Ofensywie przeciw Państwu Islamskiemu sprzyja to, że prowadzona od sierpnia 2014 r. kampania nalotów poważnie nadwyrężyła finansowe fundamenty Państwa Islamskiego, w tym przede wszystkim handel ropą. Możliwości wydobywcze ekstremistów były szacowane na 80 tys. baryłek dziennie, co przedkładało się na czarnorynkowy zysk w wysokości 1–3 mln dol. Zdaniem niektórych analityków ta suma skurczyła się obecnie do 300 tys. dol. Naloty nie tylko zniszczyły instalacje naftowe, ale też stojącą za handlem logistykę. Zagrożenie z nieba sprawia, że dżihadyści nie mogą już przewozić ropy w konwojach, które stanowią łatwy cel.
Dodatkowym ciosem dla Państwa Islamskiego jest to, że nie są to straty, które można łatwo uzupełnić. Finansom samozwańczego kalifatu nie służy również to, że grupa od kilku miesięcy nie zdobyła nowych terytoriów, które mogłaby zrabować. Dżihadyści wciąż jednak zarabiają na porwaniach i okupach, a ubytek w dochodach starają się nadrobić przez nakładanie owych podatków. Jak podaje „Financial Times”, dotychczas na terenach kontrolowanych przez dżihadystów za palenie papierosów groziła chłosta. Teraz obowiązuje grzywna w wysokości 65 dol. Tymczasem organizacja wciąż utrzymuje żołnierzy, opłaca administrację i struktury.
Regularna iracka armia jest w walkach o Tikrit wspierana przez szyickie bojówki, znane pod zbiorczą nazwą Haszd.
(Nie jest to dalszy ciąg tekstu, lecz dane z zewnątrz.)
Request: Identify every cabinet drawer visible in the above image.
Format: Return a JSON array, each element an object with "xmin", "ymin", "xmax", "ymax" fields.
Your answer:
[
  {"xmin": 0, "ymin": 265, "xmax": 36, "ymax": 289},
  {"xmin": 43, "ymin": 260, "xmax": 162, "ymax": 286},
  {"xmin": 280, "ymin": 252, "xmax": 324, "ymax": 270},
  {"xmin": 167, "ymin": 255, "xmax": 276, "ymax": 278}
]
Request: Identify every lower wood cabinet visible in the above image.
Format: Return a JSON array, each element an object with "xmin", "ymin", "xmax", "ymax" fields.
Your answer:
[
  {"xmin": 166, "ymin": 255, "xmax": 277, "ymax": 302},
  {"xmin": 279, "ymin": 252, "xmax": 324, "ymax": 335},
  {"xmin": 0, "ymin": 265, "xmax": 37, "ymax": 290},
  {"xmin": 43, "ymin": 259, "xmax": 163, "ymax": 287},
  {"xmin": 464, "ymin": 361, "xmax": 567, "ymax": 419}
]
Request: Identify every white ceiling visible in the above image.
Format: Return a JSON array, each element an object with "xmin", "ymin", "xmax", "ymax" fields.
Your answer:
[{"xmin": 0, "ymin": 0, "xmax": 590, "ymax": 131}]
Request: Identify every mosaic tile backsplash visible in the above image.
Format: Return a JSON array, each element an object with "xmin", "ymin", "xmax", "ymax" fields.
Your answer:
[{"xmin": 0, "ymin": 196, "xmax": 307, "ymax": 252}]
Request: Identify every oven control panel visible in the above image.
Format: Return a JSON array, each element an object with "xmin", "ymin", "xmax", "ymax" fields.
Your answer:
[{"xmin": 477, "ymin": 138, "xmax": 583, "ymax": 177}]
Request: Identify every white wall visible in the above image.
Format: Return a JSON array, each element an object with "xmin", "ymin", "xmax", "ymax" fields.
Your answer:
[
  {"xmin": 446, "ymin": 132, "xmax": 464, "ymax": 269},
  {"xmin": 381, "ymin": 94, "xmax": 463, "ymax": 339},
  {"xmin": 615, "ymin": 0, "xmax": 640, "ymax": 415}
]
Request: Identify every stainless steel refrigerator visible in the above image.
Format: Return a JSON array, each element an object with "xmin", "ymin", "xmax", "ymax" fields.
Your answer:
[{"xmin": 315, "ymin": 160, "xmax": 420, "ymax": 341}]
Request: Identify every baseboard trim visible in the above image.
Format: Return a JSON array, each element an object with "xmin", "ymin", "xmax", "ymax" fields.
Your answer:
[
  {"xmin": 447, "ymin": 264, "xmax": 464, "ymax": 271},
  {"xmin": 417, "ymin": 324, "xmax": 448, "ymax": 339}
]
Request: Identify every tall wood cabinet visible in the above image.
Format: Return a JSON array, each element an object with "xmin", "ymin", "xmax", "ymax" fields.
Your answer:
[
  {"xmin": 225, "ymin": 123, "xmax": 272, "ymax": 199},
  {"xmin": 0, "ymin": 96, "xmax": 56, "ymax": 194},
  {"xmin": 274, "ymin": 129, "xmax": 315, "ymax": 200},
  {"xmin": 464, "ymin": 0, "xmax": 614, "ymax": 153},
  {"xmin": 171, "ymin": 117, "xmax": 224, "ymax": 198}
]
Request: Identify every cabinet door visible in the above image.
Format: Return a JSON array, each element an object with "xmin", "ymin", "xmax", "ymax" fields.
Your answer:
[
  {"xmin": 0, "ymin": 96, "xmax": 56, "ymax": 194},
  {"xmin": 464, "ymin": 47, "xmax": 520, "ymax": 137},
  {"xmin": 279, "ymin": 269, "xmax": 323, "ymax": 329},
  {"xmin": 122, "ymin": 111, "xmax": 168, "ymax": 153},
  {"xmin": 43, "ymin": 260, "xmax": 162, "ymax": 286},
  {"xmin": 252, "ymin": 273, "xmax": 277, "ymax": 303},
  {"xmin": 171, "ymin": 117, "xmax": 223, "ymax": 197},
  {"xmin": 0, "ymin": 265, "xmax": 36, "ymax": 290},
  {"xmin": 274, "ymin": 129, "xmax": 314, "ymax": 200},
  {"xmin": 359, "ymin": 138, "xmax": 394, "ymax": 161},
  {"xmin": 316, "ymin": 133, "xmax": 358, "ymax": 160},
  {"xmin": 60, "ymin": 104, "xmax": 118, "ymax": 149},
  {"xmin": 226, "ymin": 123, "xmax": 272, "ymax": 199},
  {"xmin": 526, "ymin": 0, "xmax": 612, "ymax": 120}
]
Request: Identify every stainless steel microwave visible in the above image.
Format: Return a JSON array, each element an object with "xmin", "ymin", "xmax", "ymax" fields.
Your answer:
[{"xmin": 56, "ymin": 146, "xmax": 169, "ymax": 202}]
Ich liczebność szacuje się obecnie na 100 tys. – 120 tys. osób (stanowią połowę siły uderzeniowej na Tirkit), wiele z nich to dezerterzy z regularnej armii. Istnienie paramilitarnych organizacji o takiej liczebności niepokoi Waszyngton, sygnalizuje bowiem duży wpływ Teheranu na bieżącą sytuację w Iraku. Irańczycy zresztą doskonale zdają sobie sprawę, że zagrożenie ze strony dżihadystów to doskonała okazja, żeby mocniej związać ze sobą irackich szyitów. Dlatego oferują sprzęt, w tym siedem myśliwców Su-25 razem z personelem szkoleniowym, a także drony typu Mohadżer-4.
Z kolei bojówki uzbrajają w przenośne i instalowane na pojazdach wyrzutnie rakiet, a także naprowadzane rakiety przeciwpancerne. To oznacza, że w Iraku równolegle do armii powstają osobne struktury bezpieczeństwa. Dlatego Michael Knights z Waszyngtońskiego Instytutu Polityki Bliskowschodniej obawia się, że może to doprowadzić do wzrostu wpływów Teheranu nie tylko w kraju, ale i w całym regionie. Jego zdaniem bojówki mogłyby zostać użyte w 2016 r. w Syrii, gdzie pomogłyby reżimowi sprzymierzonego z Iranem prezydenta Baszara al-Asada.
Waszyngton sygnalizuje także swoje niezadowolenie, że obecnemu rządowi Iraku nie udało się wciągnąć do walki z Państwem Islamskim miejscowych sunnitów. Trudno wątpić w dobre intencje premiera Abadiego, który sunnitę z Mosulu uczynił ministrem obrony. Przeważająca liczba szyitów w armii oznacza jednak, że trudno będzie im wyzwalać kontrolowane obecnie przez Państwo Islamskie tereny sunnickie, gdzie dżihadyści byli niejednokrotnie ciepło witani. Tym bardziej że największa bitwa nadchodzącej kampanii będzie miała miejsce w Mosulu, mieście liczącym milion mieszkańców, z których wielu sprzyja obecnym władzom. Trudno powiedzieć, czy armia iracka jest gotowa na aż tak dużą operację.